The messages could appear to be still being generated, but I doubt whether they are.
ESM is notorious for not showing the true extent of the queues. A spammer will usually drop and run, and they will drop many thousands of messages in a single hit. Exchange ESM cannot show you all of those messages in one go, so it looks like they continue to appear even with the machine disconnected.
Spam doesn't generate on its own. The spammer is usually created elsewhere and is simply sent through the compromised machine. To get something on to the machine, the server would have to be totally compromised - and the level of compromise depends on how the server was exposed to the internet.
As for the eml messages that you may see with old dates, if the server has been abused before what can often happen is that something else gets hold of the messages and stops Exchange from flushing them out. AV is the common culprit. I have also seen Exchange do odd things when it is under a very heavy load and you may have seen some signs of that.
As I wrote in my article, you usually have to repeat the process for cleaning the queues a number of times; my record is 15 over a six hour period. Only once you can leave the server for a couple of hours disconnected from the internet with clean queues do you know that the server is clean.
I doubt if the source of the messages is a machine on your network. A spammer isn't interested in finding a server to bounce the messages through. If a machine on your network has been compromised your Exchange server wouldn't know about it, as the messages would be going straight out.
Think about it for a moment - the spammer has to a, compromise the machine, b, find the Exchange server, c, create the messages in MAPI not SMTP to get Exchange to process the messages. Alternatively, the spammer just installs an SMTP engine on the machine and sends the spam out. I think I know which one is most likely.

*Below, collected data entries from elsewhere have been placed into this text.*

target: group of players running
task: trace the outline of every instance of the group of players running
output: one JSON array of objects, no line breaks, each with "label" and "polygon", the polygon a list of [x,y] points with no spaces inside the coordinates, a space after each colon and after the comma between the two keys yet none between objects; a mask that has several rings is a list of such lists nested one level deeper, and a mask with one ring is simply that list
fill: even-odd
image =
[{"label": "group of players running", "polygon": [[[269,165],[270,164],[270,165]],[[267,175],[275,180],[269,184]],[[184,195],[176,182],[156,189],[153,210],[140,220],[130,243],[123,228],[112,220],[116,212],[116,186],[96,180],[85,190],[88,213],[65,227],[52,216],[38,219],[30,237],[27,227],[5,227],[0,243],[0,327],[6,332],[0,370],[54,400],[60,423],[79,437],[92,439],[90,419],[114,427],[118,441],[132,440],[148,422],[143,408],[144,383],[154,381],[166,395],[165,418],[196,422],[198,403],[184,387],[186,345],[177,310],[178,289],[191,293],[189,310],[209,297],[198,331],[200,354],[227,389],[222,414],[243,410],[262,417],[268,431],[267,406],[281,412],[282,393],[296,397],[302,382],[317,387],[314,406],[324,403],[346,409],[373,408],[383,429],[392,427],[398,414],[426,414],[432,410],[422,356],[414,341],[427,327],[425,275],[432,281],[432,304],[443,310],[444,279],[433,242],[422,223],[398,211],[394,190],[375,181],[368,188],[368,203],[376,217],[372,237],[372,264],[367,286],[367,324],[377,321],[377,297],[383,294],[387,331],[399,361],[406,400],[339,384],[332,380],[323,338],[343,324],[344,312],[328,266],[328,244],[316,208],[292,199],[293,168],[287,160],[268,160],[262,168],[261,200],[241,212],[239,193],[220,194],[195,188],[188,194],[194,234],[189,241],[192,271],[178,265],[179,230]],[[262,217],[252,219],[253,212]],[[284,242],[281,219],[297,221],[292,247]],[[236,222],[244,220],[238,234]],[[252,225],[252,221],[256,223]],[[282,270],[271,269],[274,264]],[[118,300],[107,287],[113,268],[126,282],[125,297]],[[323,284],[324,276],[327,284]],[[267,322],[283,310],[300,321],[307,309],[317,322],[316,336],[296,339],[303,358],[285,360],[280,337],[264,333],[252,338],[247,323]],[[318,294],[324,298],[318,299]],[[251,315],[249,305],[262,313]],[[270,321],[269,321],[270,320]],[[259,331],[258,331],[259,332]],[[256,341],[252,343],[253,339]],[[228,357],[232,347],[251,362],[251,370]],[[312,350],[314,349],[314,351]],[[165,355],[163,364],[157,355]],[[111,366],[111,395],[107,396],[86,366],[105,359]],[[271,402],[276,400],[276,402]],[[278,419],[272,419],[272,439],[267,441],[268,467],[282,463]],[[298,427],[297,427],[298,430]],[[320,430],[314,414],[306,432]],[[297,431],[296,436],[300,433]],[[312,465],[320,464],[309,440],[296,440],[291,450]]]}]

Have you worked out how the email messages got on to your server? If they are postmaster@ messages then it is NDR spam, if not, then it was most likely either an open relay or an authenticated relay. If it was authenticated relay you need to change your administrator password. Don't bother with any other accounts, as the administrator account is the only target for this type of attack (unless a user has been very stupid with their username and password). However you may want to force all users to change their passwords or call in for a new password as a lesson for anyone who might be tempted to hand out their password to anyone else.